Not all depots were so complicated however, oil fired central heating appeared in the 1930's and was popular from the 1940's until the big oil price rises in the 1970's. Heating oils are Class B liquids, which do not require the top loading/discharging arrangement. Coal merchants often had a yard adjoining the railway goods yard at the local station and these firms often branched out into supplying domestic heating oil. These yard based facilities are discussed in the section on Railway Company Goods Facilities - Coal and Heating Oil. The tanks would be quite large, in N a 'till roll' with plastic card ends would serve for a horizontal tank. Add an access hatch from a disc of 40 thou card at one end and a bit of wire bent over at the top as a 'breather pipe' at the other. Alternatively the tank body from an American oil tank wagon can be used. It would be normal to enclose the tank in a brick wall so that if it leaked the spill would be contained. In addition there will be a small building housing the pump (used to transfer the oil from the rail tanks to the storage tanks and also to load delivery lorries).

Larger heating oil terminals had large storage tanks but often had smaller tanks acting as buffer stored for loading the lorries. The sketch below assumes you have used the tops from aerosol cans for the storage tanks and Ratio oil tanks for the buffer stores (raised on tall brick supporting walls so they drain into the lorries by gravity). The loading point consists of cranes supported on the H section girders supporting the corrugated iron pitched roof. The general arrangement is very loosely based on a rather larger heating oil terminal operated in the 1960's by Charringtons, a major London fuel merchant. The layout as shown is about the minimum for such a depot, the prototype had two rail tracks, several large storage tanks, a number of lorry loading points each with a smaller buffer tank or two close by and several odd buildings including a canteen or mess for the lorry crews and terminal staff.

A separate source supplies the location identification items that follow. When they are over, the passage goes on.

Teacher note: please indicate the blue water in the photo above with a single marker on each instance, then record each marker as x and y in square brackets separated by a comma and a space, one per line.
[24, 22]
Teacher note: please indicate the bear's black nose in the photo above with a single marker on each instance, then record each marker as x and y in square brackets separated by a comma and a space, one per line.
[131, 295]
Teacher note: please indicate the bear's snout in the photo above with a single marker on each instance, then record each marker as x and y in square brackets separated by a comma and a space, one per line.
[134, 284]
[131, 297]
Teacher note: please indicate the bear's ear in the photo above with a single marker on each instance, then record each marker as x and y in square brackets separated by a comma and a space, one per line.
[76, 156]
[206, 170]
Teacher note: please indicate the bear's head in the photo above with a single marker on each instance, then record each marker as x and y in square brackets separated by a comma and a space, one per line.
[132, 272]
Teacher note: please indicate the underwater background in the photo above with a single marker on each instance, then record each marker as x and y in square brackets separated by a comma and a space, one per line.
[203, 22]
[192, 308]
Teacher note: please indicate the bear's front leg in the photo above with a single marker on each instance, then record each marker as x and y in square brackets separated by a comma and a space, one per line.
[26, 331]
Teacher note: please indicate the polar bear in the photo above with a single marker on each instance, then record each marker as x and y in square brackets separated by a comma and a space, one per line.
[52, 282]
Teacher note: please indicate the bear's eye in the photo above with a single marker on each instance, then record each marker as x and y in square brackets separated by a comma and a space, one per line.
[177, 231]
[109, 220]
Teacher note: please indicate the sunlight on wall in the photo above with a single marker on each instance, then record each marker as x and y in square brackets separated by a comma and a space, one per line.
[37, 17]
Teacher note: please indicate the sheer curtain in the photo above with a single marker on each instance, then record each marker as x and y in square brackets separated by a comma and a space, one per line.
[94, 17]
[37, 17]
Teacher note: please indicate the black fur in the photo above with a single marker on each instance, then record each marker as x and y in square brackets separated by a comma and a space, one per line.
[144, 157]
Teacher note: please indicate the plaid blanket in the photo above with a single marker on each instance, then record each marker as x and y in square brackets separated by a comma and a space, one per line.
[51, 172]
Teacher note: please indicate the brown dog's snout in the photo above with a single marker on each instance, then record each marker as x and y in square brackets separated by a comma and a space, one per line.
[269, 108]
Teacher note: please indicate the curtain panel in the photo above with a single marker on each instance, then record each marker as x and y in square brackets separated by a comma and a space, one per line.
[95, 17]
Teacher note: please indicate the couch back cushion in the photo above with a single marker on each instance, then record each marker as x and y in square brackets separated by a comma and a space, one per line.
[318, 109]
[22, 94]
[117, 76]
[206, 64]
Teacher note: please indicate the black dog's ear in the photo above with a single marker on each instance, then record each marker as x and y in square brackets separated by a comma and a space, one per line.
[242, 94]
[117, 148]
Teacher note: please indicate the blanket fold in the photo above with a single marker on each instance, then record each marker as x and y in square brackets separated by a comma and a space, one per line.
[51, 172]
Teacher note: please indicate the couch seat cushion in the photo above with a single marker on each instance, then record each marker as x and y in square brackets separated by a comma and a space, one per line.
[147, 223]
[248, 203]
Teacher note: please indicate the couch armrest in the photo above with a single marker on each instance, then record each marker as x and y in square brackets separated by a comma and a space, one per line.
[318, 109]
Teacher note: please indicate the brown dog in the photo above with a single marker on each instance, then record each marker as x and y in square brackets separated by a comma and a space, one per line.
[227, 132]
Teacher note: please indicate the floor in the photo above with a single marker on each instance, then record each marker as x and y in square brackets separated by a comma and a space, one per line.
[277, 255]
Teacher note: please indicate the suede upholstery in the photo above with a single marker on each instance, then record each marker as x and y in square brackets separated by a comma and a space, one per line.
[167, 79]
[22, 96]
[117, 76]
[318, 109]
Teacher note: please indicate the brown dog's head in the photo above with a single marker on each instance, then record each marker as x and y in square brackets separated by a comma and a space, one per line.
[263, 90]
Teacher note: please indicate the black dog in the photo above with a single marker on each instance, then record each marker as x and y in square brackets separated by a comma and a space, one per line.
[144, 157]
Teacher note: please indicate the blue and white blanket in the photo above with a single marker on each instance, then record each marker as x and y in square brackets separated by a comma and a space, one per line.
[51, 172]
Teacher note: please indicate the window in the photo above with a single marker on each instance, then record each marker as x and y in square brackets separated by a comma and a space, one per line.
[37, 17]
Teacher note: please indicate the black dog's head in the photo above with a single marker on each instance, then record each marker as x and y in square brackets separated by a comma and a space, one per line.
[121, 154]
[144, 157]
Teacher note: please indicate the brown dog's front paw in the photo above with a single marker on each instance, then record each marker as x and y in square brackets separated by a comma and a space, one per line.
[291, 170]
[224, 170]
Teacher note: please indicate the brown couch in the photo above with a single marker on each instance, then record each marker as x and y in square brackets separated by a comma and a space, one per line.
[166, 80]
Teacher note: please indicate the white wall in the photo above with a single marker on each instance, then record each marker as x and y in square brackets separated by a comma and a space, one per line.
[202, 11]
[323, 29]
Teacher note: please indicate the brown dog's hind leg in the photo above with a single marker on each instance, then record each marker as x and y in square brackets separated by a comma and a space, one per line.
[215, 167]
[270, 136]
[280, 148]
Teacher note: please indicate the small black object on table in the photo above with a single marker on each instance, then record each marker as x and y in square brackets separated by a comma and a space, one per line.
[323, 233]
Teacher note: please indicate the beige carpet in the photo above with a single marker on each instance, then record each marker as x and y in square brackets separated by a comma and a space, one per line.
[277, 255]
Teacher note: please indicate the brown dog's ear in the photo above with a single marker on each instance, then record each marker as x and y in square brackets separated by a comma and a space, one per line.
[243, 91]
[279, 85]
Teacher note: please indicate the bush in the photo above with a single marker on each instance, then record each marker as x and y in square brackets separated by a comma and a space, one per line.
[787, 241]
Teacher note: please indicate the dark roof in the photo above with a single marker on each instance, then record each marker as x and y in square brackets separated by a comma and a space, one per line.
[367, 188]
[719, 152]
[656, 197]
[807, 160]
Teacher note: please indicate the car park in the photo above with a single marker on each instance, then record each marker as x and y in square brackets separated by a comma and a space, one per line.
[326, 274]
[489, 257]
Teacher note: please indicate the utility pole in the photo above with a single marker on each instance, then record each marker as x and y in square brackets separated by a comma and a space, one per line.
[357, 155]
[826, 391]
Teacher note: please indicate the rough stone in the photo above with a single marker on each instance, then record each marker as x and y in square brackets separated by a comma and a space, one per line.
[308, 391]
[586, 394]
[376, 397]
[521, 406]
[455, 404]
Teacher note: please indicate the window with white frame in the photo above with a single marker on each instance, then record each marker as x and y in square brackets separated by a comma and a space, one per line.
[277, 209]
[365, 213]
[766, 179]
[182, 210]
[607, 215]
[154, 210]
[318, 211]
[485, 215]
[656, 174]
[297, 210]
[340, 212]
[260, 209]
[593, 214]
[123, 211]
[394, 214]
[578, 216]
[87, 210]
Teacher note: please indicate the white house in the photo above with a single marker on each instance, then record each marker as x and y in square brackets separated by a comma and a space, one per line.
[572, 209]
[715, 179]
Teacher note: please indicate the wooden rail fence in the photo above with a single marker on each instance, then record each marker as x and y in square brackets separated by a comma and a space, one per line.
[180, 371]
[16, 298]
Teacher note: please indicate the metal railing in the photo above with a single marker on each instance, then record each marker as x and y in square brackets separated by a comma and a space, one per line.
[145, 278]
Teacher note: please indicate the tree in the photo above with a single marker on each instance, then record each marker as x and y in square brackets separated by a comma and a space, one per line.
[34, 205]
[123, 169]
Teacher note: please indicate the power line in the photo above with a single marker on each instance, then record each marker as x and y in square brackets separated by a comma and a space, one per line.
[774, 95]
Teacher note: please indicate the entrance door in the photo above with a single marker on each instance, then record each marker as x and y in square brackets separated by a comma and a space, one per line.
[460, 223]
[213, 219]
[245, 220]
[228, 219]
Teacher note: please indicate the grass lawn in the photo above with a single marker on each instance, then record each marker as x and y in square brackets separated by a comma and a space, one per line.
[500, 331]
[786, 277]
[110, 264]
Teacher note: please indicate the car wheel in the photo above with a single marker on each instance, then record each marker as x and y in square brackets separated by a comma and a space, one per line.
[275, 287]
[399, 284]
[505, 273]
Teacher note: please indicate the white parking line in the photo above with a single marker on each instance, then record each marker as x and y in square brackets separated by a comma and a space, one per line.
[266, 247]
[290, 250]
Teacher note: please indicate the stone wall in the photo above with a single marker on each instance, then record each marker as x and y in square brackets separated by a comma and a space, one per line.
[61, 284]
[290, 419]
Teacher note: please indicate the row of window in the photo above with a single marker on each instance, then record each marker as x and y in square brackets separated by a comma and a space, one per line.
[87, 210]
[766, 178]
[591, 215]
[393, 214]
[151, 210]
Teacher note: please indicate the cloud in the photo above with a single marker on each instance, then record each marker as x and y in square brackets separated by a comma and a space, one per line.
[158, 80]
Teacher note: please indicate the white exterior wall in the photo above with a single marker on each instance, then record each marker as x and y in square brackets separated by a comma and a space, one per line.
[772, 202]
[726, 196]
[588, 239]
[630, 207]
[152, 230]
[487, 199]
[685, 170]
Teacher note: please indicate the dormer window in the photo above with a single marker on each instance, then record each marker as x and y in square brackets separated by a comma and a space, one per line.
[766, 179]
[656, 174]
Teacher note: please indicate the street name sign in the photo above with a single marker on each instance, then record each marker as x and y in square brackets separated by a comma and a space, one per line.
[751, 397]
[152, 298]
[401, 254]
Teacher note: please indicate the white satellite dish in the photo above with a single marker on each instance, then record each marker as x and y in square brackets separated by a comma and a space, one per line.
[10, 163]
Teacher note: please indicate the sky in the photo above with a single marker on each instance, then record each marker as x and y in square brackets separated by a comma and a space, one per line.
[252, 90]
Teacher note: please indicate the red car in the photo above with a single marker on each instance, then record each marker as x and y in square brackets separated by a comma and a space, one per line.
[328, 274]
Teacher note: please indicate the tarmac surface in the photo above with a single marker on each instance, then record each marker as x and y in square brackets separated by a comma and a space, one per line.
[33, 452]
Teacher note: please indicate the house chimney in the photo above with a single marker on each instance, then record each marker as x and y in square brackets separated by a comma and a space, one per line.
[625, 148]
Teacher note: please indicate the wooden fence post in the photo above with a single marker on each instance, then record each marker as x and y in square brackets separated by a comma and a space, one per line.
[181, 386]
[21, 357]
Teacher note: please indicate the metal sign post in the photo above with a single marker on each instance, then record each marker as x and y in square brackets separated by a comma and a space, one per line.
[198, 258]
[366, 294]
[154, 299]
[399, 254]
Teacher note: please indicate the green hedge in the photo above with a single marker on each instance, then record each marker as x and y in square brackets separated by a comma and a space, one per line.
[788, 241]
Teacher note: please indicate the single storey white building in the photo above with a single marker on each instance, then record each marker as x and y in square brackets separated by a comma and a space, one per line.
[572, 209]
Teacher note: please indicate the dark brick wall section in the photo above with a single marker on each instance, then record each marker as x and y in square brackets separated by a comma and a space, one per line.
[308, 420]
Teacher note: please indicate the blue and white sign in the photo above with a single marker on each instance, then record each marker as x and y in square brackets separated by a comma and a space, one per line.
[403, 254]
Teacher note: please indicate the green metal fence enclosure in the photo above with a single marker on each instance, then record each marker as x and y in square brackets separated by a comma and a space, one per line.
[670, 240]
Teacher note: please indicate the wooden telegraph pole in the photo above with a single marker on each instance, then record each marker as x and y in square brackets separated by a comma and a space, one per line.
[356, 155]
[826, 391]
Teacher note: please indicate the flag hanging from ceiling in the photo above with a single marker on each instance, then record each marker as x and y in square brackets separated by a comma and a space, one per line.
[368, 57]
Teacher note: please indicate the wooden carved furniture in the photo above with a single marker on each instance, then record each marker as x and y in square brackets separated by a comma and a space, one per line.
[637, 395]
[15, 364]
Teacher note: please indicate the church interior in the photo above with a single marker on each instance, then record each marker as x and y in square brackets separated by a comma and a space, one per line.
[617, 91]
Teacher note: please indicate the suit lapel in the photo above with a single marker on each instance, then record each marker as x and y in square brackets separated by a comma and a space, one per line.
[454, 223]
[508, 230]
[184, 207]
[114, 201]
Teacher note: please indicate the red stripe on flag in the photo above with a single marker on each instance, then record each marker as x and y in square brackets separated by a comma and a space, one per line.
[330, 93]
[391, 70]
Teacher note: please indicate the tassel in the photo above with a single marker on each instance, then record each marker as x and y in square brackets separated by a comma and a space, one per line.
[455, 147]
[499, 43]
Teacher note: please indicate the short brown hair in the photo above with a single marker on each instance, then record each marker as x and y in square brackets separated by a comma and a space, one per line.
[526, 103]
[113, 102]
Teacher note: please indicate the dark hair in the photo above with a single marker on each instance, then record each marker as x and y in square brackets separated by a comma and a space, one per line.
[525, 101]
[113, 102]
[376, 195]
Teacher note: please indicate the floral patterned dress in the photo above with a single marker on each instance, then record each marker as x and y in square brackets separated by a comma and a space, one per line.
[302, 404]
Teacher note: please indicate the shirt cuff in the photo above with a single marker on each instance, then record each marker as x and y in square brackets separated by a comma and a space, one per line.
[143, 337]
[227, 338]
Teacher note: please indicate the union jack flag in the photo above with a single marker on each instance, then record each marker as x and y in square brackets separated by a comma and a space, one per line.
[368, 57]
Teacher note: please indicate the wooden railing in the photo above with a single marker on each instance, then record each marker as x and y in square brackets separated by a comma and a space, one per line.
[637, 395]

Fig ___ Rail Connected Heating Oil Merchants

country and town heatring oil depots

The merchant might well have a tie-in with an oil company, meaning the lorry would be in the oil company colours, typically with the merchant's name and details on the cab doors. The examples illustrated below are (left) a 1937 Albion and (right) a Cory Bros lorry (the distributors for Shell-BP heating oils in London during the 1960s).

Fig ___ 1960s Fuel Oil Distributors Lorry

Fuel Oil Distributors Lorry

A further variation is a tank farm operated by an oil importer, of which there were quite a few dotted around the coastline, mainly in industrial centres such as London, Manchester and the North East. One such establishment was set up in the early 1880s had a series of large circular iron tanks, some capable of holding 3,000 barrels of petrol. Many of the tanks were situated 15ft below ground level in a special 'oil pit', and the majority of the wharf was itself below the level of the river. This establishment was taken over by the London Oil Storage Company in 1885 and in 1913 the site was described as comprising 'a two-storey brick office building and dwelling house, a brick coopers' shop and a corrugated-iron store in a group at the entrance; two brick warehouses for storage and filling, a pump and filling house, engine house and boiler house, a carpenters' shop, blacksmiths' shop, store, and cloakroom and a total of 27 oil-storage tanks with a combined capacity of over 14,000 tons, including two giant tanks named 'Reliance' and 'Excellent' with individual capacities of 3,000 and 4,000 tons respectively.' I believe they had a railway siding from the London docks for dispatching the imported oils inland. Such a facility can be modelled against the backscene and need not take up as much room as might be thought.

The tanks at a larger inland depot do not need to be modelled unless you have the room, they were often be buried in the ground close by but small tanks from the various kit manufacturers would serve and simple tanks made from snap-on aerosol canister caps would do.